Dari semua itu, Konfusius sebenarnya ingin mengatakan bahwa segala sesuatu yang dirasa penting akhirnya sia-sia dan lenyap. Ai Tai Ta tidak perlu mengatakan dengan kata-kata, tetapi orang mempercayainya; tidak perlu menunjukkan pencapaian-pencapainnya tetapi orang ingin dekat dengan dia; mempunyai sebuah kemampuan yang hebat walaupun secara lahiriah itu tidak tampak. Konfusius menambahkan bahwa kematian dan kehidupan, kehilangan dan kesuksesan, kekayaan dan kesehatan, pujian dan celaaan, kepantasan dan ketidakpantasan, lapar dan haus, panas dan dingin, semua ini akan berubah dan ditentukan oleh nasib.

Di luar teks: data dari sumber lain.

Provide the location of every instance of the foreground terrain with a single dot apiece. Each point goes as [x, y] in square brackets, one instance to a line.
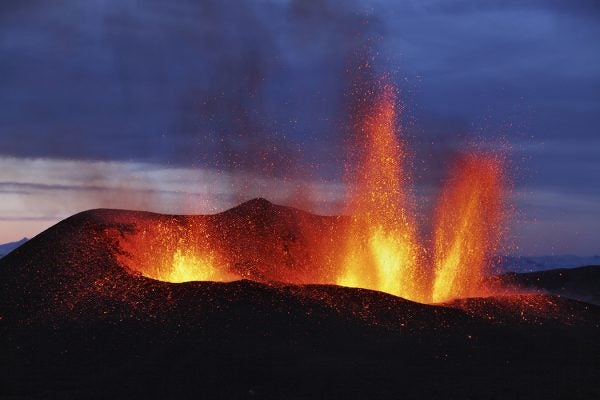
[76, 322]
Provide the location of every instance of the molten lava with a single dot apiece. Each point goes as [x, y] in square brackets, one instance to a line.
[468, 226]
[172, 252]
[378, 247]
[382, 250]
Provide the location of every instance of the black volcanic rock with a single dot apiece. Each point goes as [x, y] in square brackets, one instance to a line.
[75, 323]
[581, 283]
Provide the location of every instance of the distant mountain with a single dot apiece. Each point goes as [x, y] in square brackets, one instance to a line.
[543, 263]
[8, 247]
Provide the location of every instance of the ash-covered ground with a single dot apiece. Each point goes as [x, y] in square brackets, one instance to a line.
[75, 323]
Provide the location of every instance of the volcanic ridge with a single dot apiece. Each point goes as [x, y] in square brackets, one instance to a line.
[81, 316]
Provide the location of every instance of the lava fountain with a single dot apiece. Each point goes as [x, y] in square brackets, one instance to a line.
[382, 250]
[378, 247]
[468, 226]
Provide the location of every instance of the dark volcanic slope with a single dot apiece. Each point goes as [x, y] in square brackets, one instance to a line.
[74, 323]
[576, 283]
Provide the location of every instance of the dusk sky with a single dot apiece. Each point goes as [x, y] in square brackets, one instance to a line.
[193, 106]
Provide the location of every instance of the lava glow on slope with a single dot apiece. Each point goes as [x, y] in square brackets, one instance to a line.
[379, 248]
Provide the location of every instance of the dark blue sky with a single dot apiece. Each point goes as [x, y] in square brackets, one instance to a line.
[264, 85]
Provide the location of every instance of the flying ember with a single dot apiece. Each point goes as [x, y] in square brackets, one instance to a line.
[380, 247]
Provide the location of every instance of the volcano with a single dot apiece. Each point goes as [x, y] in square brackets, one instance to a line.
[86, 310]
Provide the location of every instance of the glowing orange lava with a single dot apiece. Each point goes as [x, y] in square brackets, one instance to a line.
[377, 248]
[172, 252]
[468, 226]
[382, 251]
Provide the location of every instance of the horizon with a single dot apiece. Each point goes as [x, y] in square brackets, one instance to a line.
[193, 107]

            Segala sesuatu adalah sia-sia, demikian kata Konfusius. Kata-kata yang diucapkan manusia untuk menunjukkan keunggulannya, kesuksesannya, kemampuannya semuanya sia-sia. Singkatnya semua yang lahiriah adalah sia-sia. Bahkan kematian dan kehidupan, kegagalan dan kesuksesan, kesakitan dan kesehatan, pujian dan celaan, kepantasan dan ketidakpantasan, lapar dan haus, panas dan dingin semuanya berubah seturut nasib. Dasar dari keharmonisan pribadi semua orang adalah kekuatan rohaniah. 
Penutup
            Dari uraian yang telah ditandaskan di atas, kita dapat mengambil kesimpulan bahwa konsep kebajikan sejati menurut Zhuangzi terletak pada persatuan dengan De. Kebajikan sejati adalah persatuan dengan De. Zhuanzi mengajarkan beberapa jalan menuju kebajikan sejati itu melalui tiga tanda, yakni kebijaksanaan, persatuan dengan De, usaha terus menerus melalui pembelajaran terhadap De dan ketidak-terikatan pada hal-hal lahiriah. Ajaran Zhuangzi ini sebagian besar diambil dari pemikiran Konfusius dalam dialog-dialognya.

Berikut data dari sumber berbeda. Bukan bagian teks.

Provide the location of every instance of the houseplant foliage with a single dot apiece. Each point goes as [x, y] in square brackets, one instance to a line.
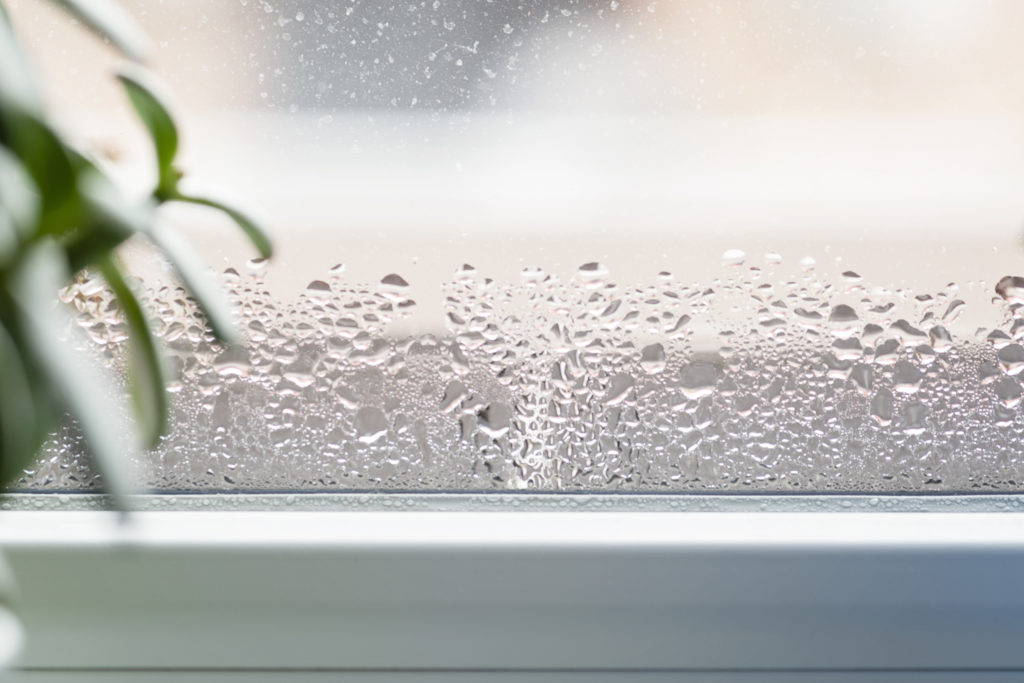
[60, 214]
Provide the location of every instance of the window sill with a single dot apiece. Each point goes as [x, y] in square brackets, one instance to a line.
[506, 595]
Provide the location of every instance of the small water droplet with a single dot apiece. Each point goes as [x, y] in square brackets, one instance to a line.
[1011, 358]
[652, 358]
[733, 257]
[1011, 288]
[317, 289]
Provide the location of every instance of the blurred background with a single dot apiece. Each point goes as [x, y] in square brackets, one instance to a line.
[770, 156]
[412, 136]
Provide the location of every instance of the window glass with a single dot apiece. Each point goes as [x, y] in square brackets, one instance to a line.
[563, 245]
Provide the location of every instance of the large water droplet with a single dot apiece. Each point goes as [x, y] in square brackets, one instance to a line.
[371, 424]
[1008, 390]
[697, 380]
[843, 322]
[1011, 288]
[882, 407]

                                                      




[1] Rm. Agus Lie, CDD., (Handout Mata Kuliah Filsafat China), STFT Widya Sasana, 2010.
[2] Ringkasan cerita-cerita yang ada pada setiap poin merupakan hasil terjemahan dari naskah Inggris versi terjemahan dari naskah tulisan China oleh Nina Correa, dengan judul: Calculations on Fulfilling Virtue.
[3] Fung-Yu Lan, Sejarah Filsafat China, Pustaka Pelajar: Yogyakarta, 2007, hlm.146-147
[4] Suara bumi seperti yang disebabkan oleh angin, karena ketika kata-kata diucapkan, maka kata-kata itu menunjukkan dunia gagasan manusia. Kata-kata itu mengarah pada penyangkalan, opini-opini yang dibuat oleh individu menurut sudut pandangnya sendiri yang partikular dan terbatas. Sedangkan pemahaman langit berarti memandang segala sesuatu dari sudut pandang yang melampaui yang terbatas, yakni Tao. Ibid, hlm 143, 145.